Pittsboro asks for concessions on new storage facility

The proposed facility will feature 100,000 square feet of enclosed storage space as well as room for RVs and boats.


A potential new storage facility was the main topic of discussion at the Pittsboro Board of Commissioners April 8 meeting, with a public hearing on the rezoning request needed for construction to move forward.

The approximately 11 acres of property located at on the 2300-block of US Highway 64 Business West — due west from the recently approved Reeves Farm development — would need to change from RA-2 to M-1 conditional zoning for the project to move forward.

“The owner says he intends to utilize the site for a maximum of 100,000 square feet of enclosed storage space and he intends to place 40 permanent parking spaces for boats and RVs,” said planning director Randall Cahoon-Tingle. “The owner, in his application, states that his intention is to preserve the rural and agricultural features in the building’s design and design elements. There will be no on-site employees, customers will access the site via a keypad and the nighttime lighting is intended to be aimed downward and to be unobtrusive.”

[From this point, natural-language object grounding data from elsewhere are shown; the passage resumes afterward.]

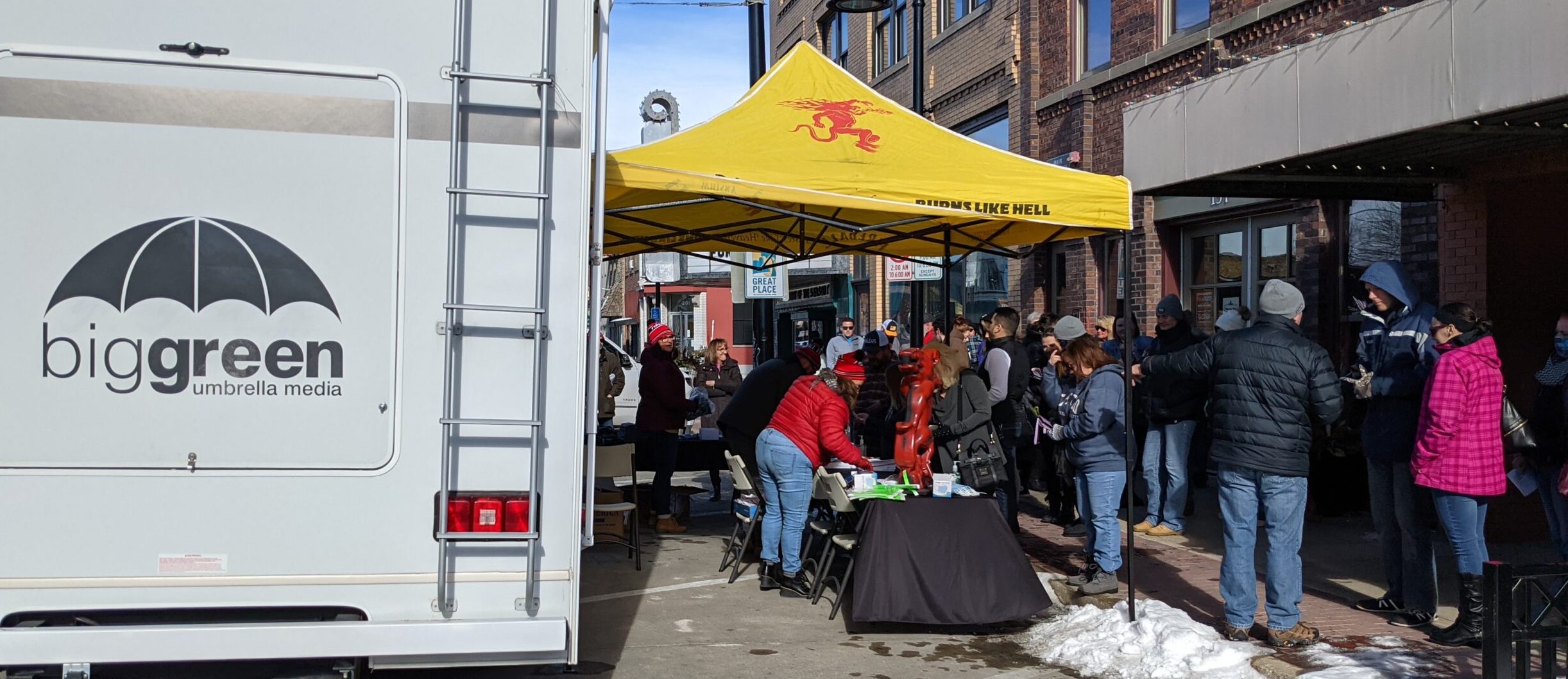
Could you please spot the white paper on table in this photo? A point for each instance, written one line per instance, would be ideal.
(1524, 482)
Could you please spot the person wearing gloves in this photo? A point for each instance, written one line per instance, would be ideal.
(719, 377)
(1007, 377)
(1173, 411)
(1549, 425)
(661, 415)
(808, 427)
(844, 342)
(960, 409)
(1056, 383)
(1269, 388)
(1396, 355)
(1459, 451)
(1093, 427)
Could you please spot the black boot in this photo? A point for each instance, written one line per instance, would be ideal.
(1465, 630)
(794, 585)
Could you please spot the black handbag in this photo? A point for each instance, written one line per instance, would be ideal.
(1515, 429)
(977, 457)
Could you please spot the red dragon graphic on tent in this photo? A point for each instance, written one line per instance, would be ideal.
(839, 119)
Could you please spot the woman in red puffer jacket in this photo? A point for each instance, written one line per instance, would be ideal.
(1459, 451)
(808, 425)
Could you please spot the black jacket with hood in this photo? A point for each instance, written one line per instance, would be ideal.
(1269, 384)
(1397, 350)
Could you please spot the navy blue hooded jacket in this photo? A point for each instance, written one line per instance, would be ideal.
(1399, 352)
(1095, 424)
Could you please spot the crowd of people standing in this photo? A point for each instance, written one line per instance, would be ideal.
(1046, 399)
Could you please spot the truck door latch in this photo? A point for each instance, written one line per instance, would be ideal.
(195, 49)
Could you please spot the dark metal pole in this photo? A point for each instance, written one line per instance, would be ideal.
(948, 278)
(917, 105)
(761, 309)
(1132, 441)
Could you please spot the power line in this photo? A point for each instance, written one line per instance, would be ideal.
(695, 4)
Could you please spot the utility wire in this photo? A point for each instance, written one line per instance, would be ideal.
(697, 4)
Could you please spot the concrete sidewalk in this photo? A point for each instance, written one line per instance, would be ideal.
(1341, 562)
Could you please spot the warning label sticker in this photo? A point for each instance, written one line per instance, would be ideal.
(193, 563)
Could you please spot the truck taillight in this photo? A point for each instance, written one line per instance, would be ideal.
(483, 511)
(516, 519)
(460, 515)
(486, 515)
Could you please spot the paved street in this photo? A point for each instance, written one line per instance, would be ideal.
(679, 620)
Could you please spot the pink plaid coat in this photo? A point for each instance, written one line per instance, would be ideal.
(1459, 441)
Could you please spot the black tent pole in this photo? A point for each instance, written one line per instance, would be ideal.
(1128, 341)
(948, 280)
(761, 309)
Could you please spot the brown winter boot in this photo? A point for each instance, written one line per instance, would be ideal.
(1294, 637)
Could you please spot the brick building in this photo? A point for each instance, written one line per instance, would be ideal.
(974, 85)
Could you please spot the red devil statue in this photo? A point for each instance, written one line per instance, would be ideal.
(913, 446)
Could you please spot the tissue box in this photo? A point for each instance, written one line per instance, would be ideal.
(864, 482)
(943, 485)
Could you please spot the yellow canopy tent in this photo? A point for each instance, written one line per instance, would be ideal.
(813, 162)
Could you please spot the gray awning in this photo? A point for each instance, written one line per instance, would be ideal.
(1383, 108)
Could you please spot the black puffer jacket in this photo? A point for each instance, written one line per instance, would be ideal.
(1269, 384)
(1170, 399)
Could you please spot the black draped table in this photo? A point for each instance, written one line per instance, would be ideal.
(692, 455)
(941, 560)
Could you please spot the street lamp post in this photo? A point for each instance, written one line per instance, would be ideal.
(917, 105)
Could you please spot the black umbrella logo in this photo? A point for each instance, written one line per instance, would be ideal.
(195, 261)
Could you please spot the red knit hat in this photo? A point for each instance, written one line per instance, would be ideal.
(850, 367)
(811, 356)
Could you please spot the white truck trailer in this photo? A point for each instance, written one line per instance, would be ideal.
(295, 330)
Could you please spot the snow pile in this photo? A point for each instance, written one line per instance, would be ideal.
(1164, 644)
(1382, 662)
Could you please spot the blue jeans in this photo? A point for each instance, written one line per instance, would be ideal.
(786, 488)
(1169, 443)
(1283, 499)
(1465, 519)
(1556, 507)
(1397, 513)
(1007, 494)
(1100, 496)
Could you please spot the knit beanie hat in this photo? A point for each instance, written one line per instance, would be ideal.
(1070, 328)
(1281, 298)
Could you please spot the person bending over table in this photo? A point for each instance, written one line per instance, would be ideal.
(808, 425)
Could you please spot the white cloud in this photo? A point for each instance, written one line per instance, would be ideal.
(697, 54)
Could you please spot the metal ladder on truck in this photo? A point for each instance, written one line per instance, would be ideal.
(450, 419)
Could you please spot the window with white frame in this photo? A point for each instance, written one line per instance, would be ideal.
(1186, 15)
(1093, 35)
(1230, 262)
(955, 10)
(836, 38)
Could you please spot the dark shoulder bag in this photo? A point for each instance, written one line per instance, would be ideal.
(977, 457)
(1515, 429)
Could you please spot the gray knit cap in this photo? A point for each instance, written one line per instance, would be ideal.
(1070, 328)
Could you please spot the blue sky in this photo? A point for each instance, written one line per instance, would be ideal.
(697, 54)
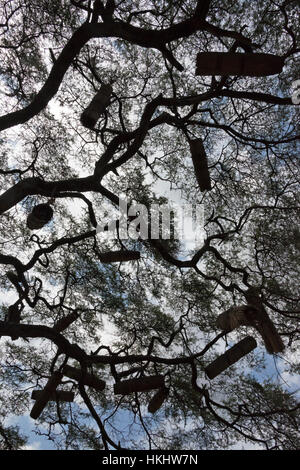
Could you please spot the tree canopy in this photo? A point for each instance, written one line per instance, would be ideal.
(101, 100)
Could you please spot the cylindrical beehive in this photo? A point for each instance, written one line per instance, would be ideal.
(157, 400)
(142, 384)
(118, 256)
(87, 379)
(63, 323)
(233, 318)
(97, 106)
(40, 216)
(263, 323)
(13, 316)
(230, 357)
(200, 164)
(59, 395)
(238, 64)
(45, 395)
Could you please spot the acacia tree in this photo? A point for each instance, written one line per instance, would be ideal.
(157, 315)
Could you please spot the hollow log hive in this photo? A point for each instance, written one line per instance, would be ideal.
(235, 317)
(253, 314)
(238, 64)
(230, 357)
(46, 394)
(157, 400)
(97, 106)
(200, 164)
(141, 384)
(263, 323)
(118, 256)
(40, 216)
(87, 379)
(65, 322)
(59, 395)
(13, 316)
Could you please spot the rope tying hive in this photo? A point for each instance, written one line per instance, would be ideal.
(157, 400)
(97, 106)
(87, 379)
(118, 256)
(200, 164)
(141, 384)
(40, 216)
(230, 357)
(238, 64)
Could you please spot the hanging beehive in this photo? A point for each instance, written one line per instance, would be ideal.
(262, 322)
(157, 400)
(238, 64)
(87, 379)
(59, 395)
(65, 322)
(97, 106)
(142, 384)
(46, 394)
(230, 357)
(13, 316)
(40, 216)
(200, 164)
(235, 317)
(118, 256)
(255, 315)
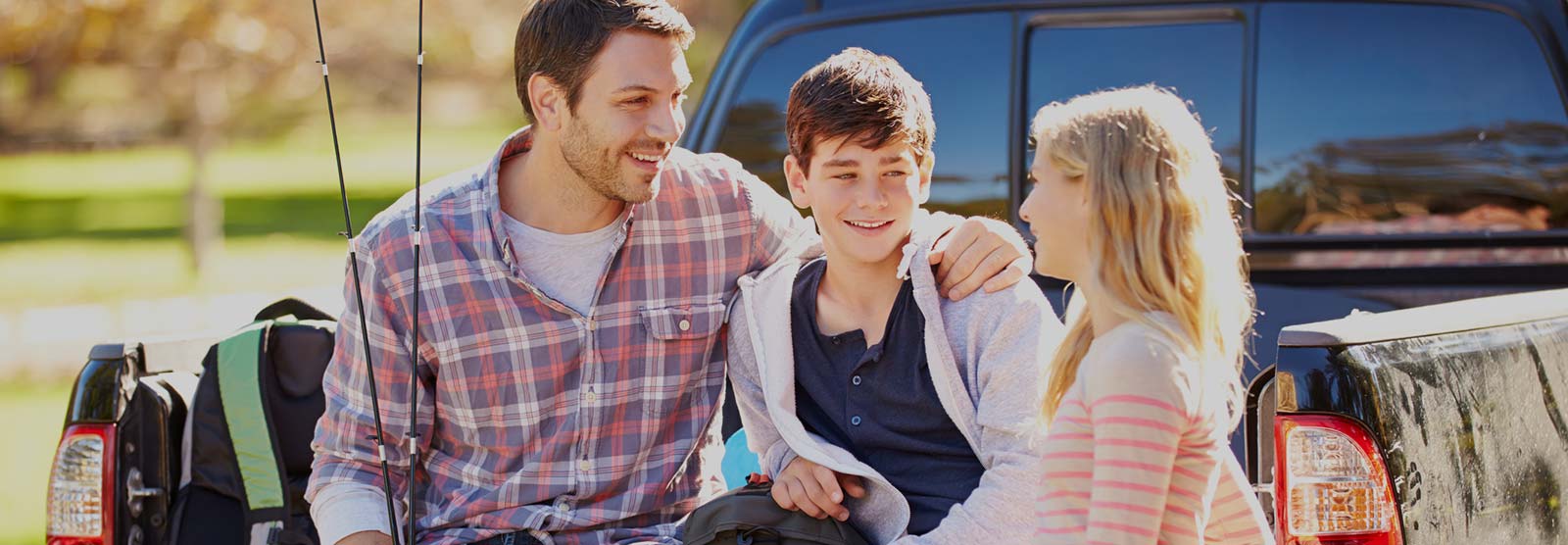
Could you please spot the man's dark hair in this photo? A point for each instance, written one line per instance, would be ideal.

“I am impressed with the extent in which this applicant has demonstrated their willingness to attend to the unique concerns of this community,” said Commissioner John Bonitz. “I don’t own a boat, but reckon the people that are moving into Reeves Farm might, and they’re not going to be able to store it in their neighborhood because we’re asking for such a tight density, narrow plot lines and no parking areas. I think that the storage is needed. There’s much better ways to stimulate our economy, but I am sympathetic to the applicant’s history with the process and I’m open to approval of this project with additional concessions and conditions.”

The biggest expressed concern is that a storage facility doesn’t fit the residential agricultural land use plan for the area. Planning board recommended denying the zoning request.

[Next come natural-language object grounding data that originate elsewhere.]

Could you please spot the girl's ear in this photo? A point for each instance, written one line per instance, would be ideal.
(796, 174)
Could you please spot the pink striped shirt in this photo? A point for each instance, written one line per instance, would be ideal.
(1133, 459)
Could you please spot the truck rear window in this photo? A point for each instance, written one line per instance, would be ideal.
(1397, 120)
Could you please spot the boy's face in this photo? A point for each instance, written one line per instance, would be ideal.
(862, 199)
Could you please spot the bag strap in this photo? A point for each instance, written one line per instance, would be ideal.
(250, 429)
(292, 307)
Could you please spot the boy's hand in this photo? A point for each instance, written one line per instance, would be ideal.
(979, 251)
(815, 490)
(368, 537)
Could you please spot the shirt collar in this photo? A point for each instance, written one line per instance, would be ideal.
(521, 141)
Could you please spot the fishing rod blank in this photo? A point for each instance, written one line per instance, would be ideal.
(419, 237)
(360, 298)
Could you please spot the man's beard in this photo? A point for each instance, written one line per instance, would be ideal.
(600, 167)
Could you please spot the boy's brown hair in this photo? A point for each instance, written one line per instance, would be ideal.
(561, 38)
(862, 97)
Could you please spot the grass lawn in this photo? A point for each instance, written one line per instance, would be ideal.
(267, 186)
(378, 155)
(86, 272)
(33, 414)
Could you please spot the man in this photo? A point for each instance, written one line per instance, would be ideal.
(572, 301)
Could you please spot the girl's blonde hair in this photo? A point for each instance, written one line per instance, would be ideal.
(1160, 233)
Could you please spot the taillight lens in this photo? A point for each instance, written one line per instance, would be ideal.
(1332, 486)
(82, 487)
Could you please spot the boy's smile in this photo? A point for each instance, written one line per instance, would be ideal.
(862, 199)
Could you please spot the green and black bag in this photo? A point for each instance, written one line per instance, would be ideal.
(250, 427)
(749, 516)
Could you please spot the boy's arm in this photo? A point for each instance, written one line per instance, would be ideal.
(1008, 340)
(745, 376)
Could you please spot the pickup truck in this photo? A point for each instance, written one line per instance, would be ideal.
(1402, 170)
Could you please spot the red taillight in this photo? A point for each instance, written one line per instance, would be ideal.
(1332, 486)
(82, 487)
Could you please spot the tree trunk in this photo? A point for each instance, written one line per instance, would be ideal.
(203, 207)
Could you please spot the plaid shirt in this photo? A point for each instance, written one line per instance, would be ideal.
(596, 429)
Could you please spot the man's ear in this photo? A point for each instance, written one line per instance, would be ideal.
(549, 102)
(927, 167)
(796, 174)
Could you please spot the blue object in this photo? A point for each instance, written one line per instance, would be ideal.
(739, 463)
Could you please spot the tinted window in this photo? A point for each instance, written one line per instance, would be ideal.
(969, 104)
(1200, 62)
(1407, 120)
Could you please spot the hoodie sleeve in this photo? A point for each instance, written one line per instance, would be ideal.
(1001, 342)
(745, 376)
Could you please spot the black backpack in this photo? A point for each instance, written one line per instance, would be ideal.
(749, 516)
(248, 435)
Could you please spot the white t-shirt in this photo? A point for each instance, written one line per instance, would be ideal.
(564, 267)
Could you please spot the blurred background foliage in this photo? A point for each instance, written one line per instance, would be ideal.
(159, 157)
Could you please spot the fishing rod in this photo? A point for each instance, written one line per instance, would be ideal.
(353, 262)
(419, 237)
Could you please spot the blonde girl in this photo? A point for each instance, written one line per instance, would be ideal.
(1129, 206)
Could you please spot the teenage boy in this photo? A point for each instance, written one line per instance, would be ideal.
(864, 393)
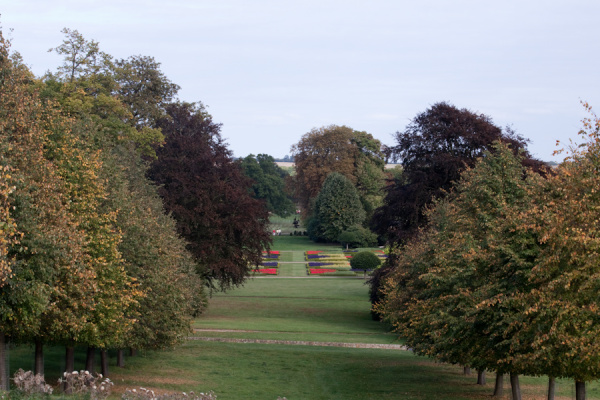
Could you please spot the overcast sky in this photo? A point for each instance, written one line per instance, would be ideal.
(270, 71)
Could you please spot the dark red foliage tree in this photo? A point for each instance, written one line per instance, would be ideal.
(433, 150)
(208, 195)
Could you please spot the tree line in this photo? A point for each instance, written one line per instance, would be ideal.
(120, 206)
(502, 273)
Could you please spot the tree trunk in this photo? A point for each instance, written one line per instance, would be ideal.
(514, 386)
(579, 390)
(551, 387)
(69, 365)
(90, 360)
(481, 377)
(38, 366)
(3, 363)
(69, 359)
(499, 387)
(120, 358)
(103, 363)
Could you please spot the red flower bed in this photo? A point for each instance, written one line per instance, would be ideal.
(321, 270)
(267, 271)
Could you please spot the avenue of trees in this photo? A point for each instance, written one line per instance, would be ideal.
(269, 183)
(338, 183)
(504, 274)
(122, 207)
(107, 241)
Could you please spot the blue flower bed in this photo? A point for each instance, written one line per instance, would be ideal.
(270, 264)
(318, 264)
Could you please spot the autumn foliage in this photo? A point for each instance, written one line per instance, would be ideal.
(505, 274)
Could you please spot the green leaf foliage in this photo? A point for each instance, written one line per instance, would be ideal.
(337, 208)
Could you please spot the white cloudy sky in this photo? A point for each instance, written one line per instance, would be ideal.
(271, 70)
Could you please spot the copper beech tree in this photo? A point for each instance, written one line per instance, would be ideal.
(354, 154)
(208, 195)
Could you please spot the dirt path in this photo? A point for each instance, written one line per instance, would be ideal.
(303, 343)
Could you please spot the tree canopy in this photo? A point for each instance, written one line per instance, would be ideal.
(269, 183)
(208, 195)
(354, 154)
(434, 149)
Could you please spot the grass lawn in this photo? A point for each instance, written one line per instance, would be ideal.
(295, 309)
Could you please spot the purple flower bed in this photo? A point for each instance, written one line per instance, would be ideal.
(318, 264)
(270, 264)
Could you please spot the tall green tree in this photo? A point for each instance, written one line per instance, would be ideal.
(208, 195)
(337, 208)
(562, 323)
(354, 154)
(269, 183)
(434, 149)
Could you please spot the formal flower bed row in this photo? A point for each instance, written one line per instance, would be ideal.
(265, 271)
(273, 264)
(318, 271)
(274, 254)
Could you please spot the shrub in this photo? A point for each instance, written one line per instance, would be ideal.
(147, 394)
(365, 260)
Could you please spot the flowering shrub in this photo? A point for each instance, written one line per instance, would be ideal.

“I agree with our planning board and our planning staff,” said Commissioner J.A. Farrell. “This does not match the land use plan. It’s an RA-2, residential agricultural area, and I’m not in support of this rezoning.”

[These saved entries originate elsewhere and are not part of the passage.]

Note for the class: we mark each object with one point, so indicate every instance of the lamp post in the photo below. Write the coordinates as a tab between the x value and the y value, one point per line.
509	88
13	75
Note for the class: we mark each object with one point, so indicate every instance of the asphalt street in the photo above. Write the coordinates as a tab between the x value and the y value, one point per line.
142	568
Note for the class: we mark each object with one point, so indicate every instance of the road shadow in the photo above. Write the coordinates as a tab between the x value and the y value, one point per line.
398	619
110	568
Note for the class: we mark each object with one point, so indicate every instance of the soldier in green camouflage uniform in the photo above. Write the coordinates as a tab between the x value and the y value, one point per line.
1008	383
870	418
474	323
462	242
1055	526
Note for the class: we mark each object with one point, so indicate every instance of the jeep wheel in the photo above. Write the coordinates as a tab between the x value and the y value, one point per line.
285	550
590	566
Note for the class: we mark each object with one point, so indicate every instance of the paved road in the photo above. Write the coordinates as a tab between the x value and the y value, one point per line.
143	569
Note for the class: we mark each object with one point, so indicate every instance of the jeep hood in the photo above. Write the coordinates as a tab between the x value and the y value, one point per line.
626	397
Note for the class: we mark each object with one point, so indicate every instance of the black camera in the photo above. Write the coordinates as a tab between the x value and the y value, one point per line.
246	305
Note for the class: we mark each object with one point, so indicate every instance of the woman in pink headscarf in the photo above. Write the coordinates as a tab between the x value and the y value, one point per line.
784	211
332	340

However, after a motion to deny the request failed 4-2, with Farrell and Mayor Pro Tem Pamela Baldwin dissenting, the board agreed (by 4-2, with the same nays) to hold the matter until May 13.

“A thing that I have been consistent about and I think I feel the need to be consistent about here again is my extreme dislike for what I call, ‘on-the-fly editing’ and the kind of policymaking that’s hashed out in sessions like this,” Bonitz said. “It really, really offends me, so despite my concern for the applicant and probably his desire for a resolution tonight, I think what I would greatly prefer is that we list the items of concern, see that we attend to those lists, delegate those to staff to go back and have those written as conditions because they don’t appear in the conditions right now and then have it come back for a vote.”

The lengthly list of concerns to be addressed include annexation before the construction stage, compliance with dark-skies ordinances before the final site plan approval, changing the opaque screen to a fence in the buffer, maintaining an 80-foot buffer on the sides and 60-foot buffer on the front with the fence added for security, rooftop solar as an item in the conditions, up-to-date camera technology that maximizes the use of low-light conditions for security, structures not being located in the designated natural resource conservation target area and the hours of operation.

“My objective with this property was that if someone were to come from out of town and drive by it, they would think it looks like a farm with solar panels on it,” said Nikkolas Shramek, the petitioner. “I have a deep rooted commitment to sustainability, environmental protection to a degree, looking for sustainable energy resources… Creating a very unobtrusive situation with that property is my biggest concern. I treat any project that I do as if I was the neighbor of one of those projects.”

In other business, the Commissioners appointed Steven “Zed” Henry to the Pittsboro Downtown Advisory Board, and approved an agreement with NCDOT for sidewalk funding.

NCDOT will provide reimbursement of 80% or $506,000, with the town providing a match of 20% or $126,500, for the installation of sidewalks to provide access to Town Lake Park from several public entities including Pittsboro Elementary School, Robeson Creek Greenway, the downtown area, the public library, the senior center and Central Carolina Community College.

The Town of Pittsboro Board of Commissioners will next meet May 13.